Das Kloster Amarbayasgalant, "Kloster der ruhige Glückseligkeit", ist in der Nähe des Flusses Selenge gelegen, am Fuße des Berges Burenkhan. Es ist eins der drei größten Klöster der Mongolei.
Der Mandschu-Kaiser Enkh Amgalan Khan baute das Kloster im 18. Jahrhundert, in Erinnerung an die erste Bogd Gegeen, Zanabazar, um dessen sterblichen Überreste zu erhalten und zu bewahren. Der Bau begann im Jahre 1727 und wurde im Jahre 1737 beendet. Um dieses prächtige Kloster zu errichten, wurden 3.730 kg Silber aus der Staatskasse verwendet. Der Kaiser persönlich schrieb eine Nachricht auf ein Schild in vier Sprachen (Mongolisch, Tibetisch, Mandschu und Chinesen), um seine Macht und Sicherheit zu symbolisieren. Dieses befestigte er am Eingang des Haupt-Tempels. Es ist eines der wenigen Klöster, welches teilweise die Zerstörung von 1937 der Sowjetunion entging. Die Gebäude des Hauptteils wurden verschont, doch die Thangkas, die Statuen und die Manuskripte wurden geplündert. Alle Lamas an diesem Ort wurden hingerichtet, dadurch wurde das Kloster in den folgenden 50 Jahren vernachlässigt. Seit 1998 arbeiten die Lamas an der Wiederherstellung des Klosters und neue Statuen wurden in Neu Delhi, Indien bestellt.
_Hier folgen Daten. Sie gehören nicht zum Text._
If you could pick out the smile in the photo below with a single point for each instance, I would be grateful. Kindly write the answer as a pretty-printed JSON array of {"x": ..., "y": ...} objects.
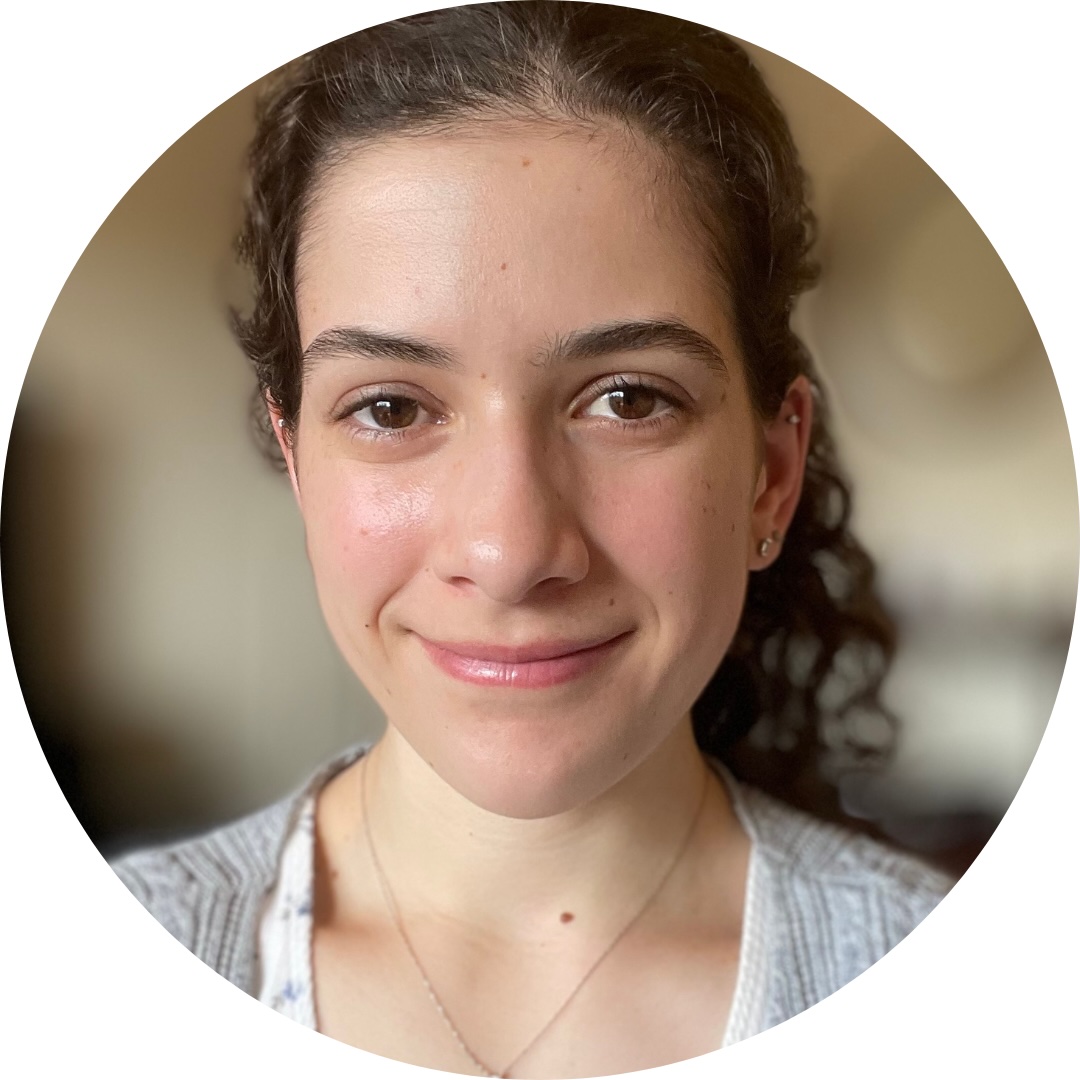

Dieses Kloster ist eine archäologische Besonderheit. Der Stil ist hauptsächlich chinesisch, mit mongolischen und tibetischen Einflüssen. Der Ort ist symmetrisch und die Hauptgebäude folgen einander, entlang der Nord-Süd-Achse; die anderen Gebäude sind auf parallelen Querachsen aufgebaut.

Heute können Sie 28 Gebäude sehen, das Augenmerk fällt jedoch auf einen zweistöckigen Tempel, mit einer Fläche von 32 Quadratmetern, das für Zeremonien genutzt wird. Dieser bemerkenswerter Bau ist stolze 300 Jahre alt.